The European Commission has praised the UK’s approach, despite Brexit. A Commission source told me that ‘the British system is the gold standard for targeting criminal wealth.’ That is a curious compliment from a bloc that spent four years trying to extract budget contributions from London. But the praise reflects Brussels’ obsession with harmonising financial enforcement across the Union, a process that often ignores local legal nuances.

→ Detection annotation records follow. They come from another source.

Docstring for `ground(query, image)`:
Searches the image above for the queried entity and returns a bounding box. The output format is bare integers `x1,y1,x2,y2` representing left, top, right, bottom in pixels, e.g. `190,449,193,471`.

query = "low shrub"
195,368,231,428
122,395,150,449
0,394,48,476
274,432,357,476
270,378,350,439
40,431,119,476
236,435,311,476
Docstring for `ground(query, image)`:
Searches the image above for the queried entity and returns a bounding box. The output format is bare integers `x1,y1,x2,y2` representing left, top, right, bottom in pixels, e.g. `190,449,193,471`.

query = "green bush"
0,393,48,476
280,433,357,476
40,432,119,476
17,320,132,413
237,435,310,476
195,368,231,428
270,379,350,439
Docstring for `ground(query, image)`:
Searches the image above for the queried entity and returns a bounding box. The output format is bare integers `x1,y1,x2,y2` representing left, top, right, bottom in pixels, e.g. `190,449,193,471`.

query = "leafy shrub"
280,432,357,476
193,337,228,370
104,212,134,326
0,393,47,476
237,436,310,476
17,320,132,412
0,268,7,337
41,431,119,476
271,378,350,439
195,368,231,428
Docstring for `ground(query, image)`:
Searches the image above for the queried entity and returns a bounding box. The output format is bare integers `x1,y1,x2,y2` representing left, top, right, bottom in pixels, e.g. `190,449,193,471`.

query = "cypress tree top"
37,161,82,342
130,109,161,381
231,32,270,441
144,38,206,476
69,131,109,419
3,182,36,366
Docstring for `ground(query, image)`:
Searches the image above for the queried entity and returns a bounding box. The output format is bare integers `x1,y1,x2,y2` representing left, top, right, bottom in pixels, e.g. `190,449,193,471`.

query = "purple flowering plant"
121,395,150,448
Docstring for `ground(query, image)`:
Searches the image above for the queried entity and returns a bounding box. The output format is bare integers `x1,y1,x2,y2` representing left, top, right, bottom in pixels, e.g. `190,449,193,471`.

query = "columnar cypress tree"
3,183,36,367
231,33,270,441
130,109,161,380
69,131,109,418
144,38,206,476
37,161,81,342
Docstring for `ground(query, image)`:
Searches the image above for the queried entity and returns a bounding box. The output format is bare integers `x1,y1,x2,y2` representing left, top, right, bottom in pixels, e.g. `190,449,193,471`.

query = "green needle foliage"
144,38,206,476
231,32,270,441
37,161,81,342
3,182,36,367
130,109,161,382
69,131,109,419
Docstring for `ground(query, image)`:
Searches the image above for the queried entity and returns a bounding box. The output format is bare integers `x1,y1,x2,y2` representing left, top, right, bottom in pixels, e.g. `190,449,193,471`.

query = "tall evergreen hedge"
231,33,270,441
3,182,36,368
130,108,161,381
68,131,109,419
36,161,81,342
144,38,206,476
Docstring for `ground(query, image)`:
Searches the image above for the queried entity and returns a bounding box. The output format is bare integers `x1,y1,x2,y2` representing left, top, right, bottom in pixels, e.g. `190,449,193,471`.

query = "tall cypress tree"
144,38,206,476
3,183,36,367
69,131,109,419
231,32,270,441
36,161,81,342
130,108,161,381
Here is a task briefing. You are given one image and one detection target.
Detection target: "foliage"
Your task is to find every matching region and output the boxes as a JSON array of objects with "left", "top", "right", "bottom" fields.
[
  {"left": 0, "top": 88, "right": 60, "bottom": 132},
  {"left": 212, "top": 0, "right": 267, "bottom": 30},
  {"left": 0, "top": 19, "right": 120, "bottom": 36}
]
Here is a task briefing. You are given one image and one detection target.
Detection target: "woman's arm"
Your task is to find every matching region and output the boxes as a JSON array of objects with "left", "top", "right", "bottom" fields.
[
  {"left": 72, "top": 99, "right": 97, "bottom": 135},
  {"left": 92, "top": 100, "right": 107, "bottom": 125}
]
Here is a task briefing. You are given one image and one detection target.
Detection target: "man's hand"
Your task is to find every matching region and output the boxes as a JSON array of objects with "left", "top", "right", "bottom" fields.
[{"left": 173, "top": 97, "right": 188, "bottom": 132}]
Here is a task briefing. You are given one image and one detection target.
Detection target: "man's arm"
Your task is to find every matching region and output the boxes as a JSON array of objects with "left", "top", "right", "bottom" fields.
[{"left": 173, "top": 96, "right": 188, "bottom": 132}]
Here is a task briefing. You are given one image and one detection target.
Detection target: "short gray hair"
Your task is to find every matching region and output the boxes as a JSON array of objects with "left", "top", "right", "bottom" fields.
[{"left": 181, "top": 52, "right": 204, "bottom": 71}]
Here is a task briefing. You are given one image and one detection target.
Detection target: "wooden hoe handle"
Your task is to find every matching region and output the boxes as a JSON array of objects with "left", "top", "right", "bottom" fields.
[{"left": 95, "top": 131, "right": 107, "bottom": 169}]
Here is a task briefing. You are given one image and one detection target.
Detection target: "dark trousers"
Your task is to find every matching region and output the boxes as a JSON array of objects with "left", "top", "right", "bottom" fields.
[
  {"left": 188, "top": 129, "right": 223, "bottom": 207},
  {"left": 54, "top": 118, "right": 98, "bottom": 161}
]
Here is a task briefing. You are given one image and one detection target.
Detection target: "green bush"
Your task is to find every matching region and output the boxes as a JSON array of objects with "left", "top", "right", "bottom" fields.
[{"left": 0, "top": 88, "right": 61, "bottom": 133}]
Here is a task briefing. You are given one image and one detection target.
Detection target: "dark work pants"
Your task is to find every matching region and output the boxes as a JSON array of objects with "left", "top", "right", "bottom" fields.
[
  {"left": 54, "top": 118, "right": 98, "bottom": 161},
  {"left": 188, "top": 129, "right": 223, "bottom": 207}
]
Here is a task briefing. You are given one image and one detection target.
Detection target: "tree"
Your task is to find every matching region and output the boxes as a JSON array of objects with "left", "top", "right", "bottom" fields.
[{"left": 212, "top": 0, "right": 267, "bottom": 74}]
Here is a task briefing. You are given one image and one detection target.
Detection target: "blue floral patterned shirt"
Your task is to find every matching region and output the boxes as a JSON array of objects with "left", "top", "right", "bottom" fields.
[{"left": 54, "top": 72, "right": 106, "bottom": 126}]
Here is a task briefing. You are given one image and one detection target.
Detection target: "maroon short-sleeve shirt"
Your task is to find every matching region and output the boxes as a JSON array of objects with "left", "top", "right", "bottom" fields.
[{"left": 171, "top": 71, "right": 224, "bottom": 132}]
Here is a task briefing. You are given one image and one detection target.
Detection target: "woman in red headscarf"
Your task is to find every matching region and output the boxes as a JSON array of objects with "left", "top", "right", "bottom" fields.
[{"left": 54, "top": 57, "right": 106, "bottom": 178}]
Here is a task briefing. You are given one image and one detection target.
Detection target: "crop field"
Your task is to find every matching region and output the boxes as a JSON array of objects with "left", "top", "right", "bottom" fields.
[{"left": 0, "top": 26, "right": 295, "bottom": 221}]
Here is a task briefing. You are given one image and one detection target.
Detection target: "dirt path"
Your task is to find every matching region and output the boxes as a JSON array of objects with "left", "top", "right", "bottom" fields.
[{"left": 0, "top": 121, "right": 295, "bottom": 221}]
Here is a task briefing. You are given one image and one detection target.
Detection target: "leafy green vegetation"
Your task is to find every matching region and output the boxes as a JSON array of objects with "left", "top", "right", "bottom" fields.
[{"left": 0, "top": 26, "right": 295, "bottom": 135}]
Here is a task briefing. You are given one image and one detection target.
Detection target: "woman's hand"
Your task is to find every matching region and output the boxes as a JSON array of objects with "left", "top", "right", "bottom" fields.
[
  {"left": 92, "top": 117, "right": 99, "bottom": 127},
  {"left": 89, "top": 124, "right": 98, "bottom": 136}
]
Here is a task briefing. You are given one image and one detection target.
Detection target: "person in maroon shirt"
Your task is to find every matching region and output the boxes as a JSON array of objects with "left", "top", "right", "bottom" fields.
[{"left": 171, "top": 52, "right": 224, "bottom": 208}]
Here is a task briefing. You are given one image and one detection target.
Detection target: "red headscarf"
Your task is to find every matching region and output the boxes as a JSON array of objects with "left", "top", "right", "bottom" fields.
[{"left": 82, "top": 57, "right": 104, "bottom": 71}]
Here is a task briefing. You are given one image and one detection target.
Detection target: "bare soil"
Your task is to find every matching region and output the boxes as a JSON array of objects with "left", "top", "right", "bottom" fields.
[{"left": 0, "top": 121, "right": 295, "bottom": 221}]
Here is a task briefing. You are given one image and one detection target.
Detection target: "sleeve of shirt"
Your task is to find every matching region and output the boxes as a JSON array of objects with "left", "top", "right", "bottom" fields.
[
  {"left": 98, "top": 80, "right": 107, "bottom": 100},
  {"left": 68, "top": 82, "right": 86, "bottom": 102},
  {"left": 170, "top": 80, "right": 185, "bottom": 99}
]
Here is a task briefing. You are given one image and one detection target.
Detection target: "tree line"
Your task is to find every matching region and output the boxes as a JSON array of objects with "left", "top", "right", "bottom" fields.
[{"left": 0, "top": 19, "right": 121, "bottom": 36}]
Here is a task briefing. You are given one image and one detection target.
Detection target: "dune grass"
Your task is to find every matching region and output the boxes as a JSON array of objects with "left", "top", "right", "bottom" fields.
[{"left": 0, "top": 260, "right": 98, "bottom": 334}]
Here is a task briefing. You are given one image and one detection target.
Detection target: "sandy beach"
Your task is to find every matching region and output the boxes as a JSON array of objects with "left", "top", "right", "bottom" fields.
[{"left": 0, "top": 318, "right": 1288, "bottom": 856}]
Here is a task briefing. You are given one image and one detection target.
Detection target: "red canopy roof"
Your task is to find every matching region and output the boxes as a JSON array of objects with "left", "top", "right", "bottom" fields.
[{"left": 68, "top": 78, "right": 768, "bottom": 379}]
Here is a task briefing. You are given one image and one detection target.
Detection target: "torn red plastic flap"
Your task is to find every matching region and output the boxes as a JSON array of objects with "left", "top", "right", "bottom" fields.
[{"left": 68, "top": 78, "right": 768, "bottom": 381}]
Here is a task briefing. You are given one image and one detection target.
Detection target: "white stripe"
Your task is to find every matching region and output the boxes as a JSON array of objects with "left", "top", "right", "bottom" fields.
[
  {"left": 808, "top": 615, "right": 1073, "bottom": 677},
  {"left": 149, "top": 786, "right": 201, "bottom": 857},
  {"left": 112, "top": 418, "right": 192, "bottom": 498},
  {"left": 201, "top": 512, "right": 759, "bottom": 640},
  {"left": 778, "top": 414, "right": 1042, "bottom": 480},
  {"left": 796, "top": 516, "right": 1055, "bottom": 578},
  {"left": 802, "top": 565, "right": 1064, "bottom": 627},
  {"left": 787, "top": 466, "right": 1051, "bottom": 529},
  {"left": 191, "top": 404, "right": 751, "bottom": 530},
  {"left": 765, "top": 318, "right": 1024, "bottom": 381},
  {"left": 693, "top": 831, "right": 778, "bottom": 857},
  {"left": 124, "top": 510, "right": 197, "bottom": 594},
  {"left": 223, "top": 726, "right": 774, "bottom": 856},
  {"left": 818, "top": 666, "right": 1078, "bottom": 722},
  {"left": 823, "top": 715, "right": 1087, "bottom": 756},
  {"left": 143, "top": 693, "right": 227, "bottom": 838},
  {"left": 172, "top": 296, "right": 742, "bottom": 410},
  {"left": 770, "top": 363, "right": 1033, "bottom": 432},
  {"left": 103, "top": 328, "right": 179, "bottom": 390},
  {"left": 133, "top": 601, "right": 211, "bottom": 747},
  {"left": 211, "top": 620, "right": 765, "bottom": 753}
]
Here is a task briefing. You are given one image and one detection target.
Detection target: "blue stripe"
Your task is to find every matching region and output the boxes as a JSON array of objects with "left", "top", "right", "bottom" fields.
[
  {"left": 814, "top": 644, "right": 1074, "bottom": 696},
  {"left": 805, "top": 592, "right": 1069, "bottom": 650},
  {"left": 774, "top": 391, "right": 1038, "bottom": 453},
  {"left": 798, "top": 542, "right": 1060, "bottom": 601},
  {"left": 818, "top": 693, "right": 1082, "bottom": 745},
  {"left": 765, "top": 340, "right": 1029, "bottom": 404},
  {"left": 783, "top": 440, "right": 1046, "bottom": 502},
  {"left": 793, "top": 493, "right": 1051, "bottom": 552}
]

Meanwhile, capital flight from Italy’s southern regions continues. The Bank of Italy last week reported a 2.3% decrease in deposits in Calabria, the heart of ’Ndrangheta territory. This suggests that even as the state seizes Mafia millions, legitimate investors are moving funds to safer havens like Switzerland or Luxembourg. The irony is palpable: the same channels used by criminals to hide money are now being used by law-abiding citizens to escape Italy’s weak rule of law and punitive tax regime.
From a market perspective, the operation is a reminder that government spending on law enforcement is seldom efficient. The £23 million is a drop in the ocean compared to the €150 billion annual cost of organised crime to the Italian economy. Politicians will celebrate this victory, but the figures do not add up. The yield on Italian 10-year government bonds, already elevated at 3.4%, reflects the market’s deep scepticism about Rome’s ability to control its fiscal and security risks.
The real lesson is not that the UK model works, but that Europe’s criminal networks have adapted to a low-interest-rate environment where cash is king. They have moved into legitimate businesses, real estate, and cryptocurrencies, making traditional seizures less effective. Until regulators innovate at the same pace, we are merely rearranging deck chairs on the Titanic. The dead Mafia boss’s millions are just the visible tip of a very toxic iceberg.